0
$\begingroup$

So if function is analytic( ~ holomorphic) in Ω⊂C, then it satisfies C-R equations. And if f satisfies C-R equations and the functions u(x,y) and v(x,y) have first partial derivatives which are continuous, then f is analytic(~holomorphic). Am I right? Then what about relationship between real differentiability and complex differentiability? Does they need C-R equations to distinguish them from each other?
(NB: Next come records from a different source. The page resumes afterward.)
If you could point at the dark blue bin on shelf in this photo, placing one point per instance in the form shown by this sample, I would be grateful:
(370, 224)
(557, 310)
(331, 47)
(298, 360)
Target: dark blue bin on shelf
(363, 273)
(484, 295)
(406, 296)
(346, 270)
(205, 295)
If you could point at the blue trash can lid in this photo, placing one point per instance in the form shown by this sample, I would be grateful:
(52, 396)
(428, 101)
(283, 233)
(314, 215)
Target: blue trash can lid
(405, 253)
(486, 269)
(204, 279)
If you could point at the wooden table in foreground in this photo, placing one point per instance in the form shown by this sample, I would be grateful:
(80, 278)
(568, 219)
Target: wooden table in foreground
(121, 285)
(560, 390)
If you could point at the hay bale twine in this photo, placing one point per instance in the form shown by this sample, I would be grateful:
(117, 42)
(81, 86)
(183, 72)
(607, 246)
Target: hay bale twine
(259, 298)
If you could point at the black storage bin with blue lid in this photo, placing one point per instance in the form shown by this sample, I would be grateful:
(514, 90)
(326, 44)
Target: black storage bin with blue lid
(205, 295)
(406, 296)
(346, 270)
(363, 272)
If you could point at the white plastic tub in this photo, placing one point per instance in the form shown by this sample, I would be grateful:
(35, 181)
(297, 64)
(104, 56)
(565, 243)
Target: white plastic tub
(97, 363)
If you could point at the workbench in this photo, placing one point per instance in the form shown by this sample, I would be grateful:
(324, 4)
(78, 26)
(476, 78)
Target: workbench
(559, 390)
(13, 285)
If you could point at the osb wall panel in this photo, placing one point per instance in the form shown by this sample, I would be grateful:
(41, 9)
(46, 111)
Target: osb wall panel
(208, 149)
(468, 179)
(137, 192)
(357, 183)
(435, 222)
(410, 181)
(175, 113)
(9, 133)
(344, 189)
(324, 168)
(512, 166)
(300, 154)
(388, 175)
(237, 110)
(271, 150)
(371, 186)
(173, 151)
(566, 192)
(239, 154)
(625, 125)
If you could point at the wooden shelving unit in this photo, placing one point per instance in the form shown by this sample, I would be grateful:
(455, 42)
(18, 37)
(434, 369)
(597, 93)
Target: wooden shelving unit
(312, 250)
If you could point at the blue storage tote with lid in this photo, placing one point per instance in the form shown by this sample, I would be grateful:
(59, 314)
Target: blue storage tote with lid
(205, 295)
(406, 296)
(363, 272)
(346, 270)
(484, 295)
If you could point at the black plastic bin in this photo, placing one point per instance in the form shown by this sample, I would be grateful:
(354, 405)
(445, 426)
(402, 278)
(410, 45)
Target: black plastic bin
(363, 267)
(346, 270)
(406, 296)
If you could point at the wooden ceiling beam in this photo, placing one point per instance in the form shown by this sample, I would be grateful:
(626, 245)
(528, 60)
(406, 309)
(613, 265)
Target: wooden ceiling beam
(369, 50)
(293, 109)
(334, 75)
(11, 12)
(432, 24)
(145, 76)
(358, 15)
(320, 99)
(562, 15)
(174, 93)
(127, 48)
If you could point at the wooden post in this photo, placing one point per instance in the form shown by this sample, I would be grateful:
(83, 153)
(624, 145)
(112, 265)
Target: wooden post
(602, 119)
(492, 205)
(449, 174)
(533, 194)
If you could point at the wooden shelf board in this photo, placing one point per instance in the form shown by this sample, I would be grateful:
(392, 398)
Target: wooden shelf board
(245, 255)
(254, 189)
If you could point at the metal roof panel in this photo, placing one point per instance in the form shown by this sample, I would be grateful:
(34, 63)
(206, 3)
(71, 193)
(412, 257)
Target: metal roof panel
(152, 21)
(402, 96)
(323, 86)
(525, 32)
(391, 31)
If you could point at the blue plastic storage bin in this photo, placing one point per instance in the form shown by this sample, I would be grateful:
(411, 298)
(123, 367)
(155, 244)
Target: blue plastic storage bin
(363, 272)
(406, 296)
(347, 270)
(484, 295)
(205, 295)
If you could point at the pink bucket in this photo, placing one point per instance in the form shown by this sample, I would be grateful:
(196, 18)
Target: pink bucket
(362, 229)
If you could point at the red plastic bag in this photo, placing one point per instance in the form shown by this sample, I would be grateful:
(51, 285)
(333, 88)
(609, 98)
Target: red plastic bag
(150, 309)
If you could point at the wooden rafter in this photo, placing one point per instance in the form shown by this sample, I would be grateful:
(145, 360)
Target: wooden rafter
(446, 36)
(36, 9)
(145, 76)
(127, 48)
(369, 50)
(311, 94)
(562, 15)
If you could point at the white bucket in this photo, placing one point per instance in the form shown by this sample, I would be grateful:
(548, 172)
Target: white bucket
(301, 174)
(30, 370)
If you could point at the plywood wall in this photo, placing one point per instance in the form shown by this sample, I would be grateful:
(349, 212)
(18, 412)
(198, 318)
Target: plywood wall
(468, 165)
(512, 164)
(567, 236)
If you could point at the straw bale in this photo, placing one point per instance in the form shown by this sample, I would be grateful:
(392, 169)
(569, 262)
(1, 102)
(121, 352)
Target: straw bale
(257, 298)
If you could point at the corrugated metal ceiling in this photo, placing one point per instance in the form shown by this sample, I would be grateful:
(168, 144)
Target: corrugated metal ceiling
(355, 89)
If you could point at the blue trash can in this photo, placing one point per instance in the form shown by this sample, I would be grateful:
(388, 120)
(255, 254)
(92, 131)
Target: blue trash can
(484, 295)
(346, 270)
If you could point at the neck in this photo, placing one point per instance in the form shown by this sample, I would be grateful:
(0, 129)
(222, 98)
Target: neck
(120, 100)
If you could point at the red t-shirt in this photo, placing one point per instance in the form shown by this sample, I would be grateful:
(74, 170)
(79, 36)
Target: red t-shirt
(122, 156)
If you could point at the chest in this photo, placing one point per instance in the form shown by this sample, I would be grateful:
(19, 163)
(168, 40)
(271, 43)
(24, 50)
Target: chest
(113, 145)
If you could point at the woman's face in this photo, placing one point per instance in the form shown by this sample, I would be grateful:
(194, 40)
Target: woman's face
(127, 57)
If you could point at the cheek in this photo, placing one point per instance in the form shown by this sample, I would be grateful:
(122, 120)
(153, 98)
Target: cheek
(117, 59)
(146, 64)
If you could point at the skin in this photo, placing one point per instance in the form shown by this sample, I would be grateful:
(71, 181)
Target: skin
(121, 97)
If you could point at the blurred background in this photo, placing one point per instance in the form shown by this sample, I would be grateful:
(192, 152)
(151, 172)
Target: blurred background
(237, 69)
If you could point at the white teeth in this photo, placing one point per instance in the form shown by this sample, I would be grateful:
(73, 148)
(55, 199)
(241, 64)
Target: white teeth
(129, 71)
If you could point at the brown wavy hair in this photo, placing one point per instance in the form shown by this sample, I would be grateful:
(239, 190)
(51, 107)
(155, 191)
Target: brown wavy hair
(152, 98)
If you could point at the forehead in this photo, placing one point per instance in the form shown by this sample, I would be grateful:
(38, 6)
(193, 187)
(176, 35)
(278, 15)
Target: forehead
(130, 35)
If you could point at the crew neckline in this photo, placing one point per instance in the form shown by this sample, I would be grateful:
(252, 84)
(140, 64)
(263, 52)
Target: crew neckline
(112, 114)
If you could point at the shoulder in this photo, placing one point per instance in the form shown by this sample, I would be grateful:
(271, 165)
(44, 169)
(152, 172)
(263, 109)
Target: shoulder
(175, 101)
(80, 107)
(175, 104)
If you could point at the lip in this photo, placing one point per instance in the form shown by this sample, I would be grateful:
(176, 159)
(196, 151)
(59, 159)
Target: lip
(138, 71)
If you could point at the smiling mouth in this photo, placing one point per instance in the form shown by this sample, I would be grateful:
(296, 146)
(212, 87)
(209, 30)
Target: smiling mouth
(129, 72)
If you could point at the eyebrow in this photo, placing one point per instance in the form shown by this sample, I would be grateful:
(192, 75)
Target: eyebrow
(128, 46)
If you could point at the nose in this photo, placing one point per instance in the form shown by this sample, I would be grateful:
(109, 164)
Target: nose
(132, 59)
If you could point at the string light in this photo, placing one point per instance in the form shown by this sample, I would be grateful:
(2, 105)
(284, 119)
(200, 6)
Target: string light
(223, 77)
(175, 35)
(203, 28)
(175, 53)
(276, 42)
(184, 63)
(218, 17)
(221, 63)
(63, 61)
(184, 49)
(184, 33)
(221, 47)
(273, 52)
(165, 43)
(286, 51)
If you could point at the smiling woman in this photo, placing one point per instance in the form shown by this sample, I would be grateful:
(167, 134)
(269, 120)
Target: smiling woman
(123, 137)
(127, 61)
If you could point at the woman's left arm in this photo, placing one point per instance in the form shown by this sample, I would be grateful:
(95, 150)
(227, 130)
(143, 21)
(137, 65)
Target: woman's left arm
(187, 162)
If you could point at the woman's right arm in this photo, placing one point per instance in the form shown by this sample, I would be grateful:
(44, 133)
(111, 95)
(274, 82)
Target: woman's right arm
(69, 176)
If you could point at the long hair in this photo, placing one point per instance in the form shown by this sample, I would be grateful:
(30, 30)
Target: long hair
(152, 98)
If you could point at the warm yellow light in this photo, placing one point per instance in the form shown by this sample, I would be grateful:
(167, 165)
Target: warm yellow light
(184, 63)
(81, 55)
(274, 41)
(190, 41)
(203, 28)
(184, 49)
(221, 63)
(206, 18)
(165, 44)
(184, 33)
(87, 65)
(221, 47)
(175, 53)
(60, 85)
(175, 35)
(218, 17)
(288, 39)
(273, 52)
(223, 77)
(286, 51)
I mean that the relationship between those properties in case of complex function are defined by C-R equations .

2 Answers 2

2

It's not quite clear exactly what the quesion is.

A real differentiable function satsifying Cauchy-Riemann's equations on an open set is holomorphic (or complex differentiable if you prefer), even if it's not a priori $C^1$. If it doesn't satisfy C-R, it's certainly not complex differentiable.

(If you only assume existence of partial derivatives, it's more tricky, look up Looman-Menchoff's theorem.)

2

The question is: When is a continuously differentiable vector-valued function ${\bf f}:\quad {\mathbb R}^2\to{\mathbb R}^2\ ,\qquad {\bf z}=(x,y)\ \mapsto\ {\bf w}=\bigl(u(x,y),v(x,y)\bigr)$ essentially the same as an analytic function $f:\quad{\mathbb C}\to{\mathbb C}\ ,\qquad z=x+iy\ \mapsto\ w=u(x,y)+i\, v(x,y)\ .$ Answer: The function ${\bf f}$ has at every point ${\bf z}$ a Jacobian $\left[\matrix{u_x&u_y\cr v_x&v_y\cr}\right]_{\bf z}\ .$ The entries of this matrix at a given ${\bf z}$ can be any four numbers, and they encode how ${\bf f}$ changes when moving from ${\bf z}$ to an infinitesimally near point ${\bf z}+{\bf Z}$.

When ${\bf f}$ aspires to be the vectorial expression of an analytical $f$ then the four partial derivatives have to satisfy at each point the conditions $u_x=v_y$, $u_y=-v_x$; in other words, the Jacobian of ${\bf f}$ has to be at all points ${\bf z}$ of the form $\left[\matrix{A&-B\cr B&A\cr}\right], \qquad A,B\in{\mathbb R}\ .$ The values $A$, $B$ pertaining to a particular ${\bf z}=(x,y)$ are then related to the complex derivative of $f$ at the point $z=x+iy\ $ via $\ f'(z)=A+iB$.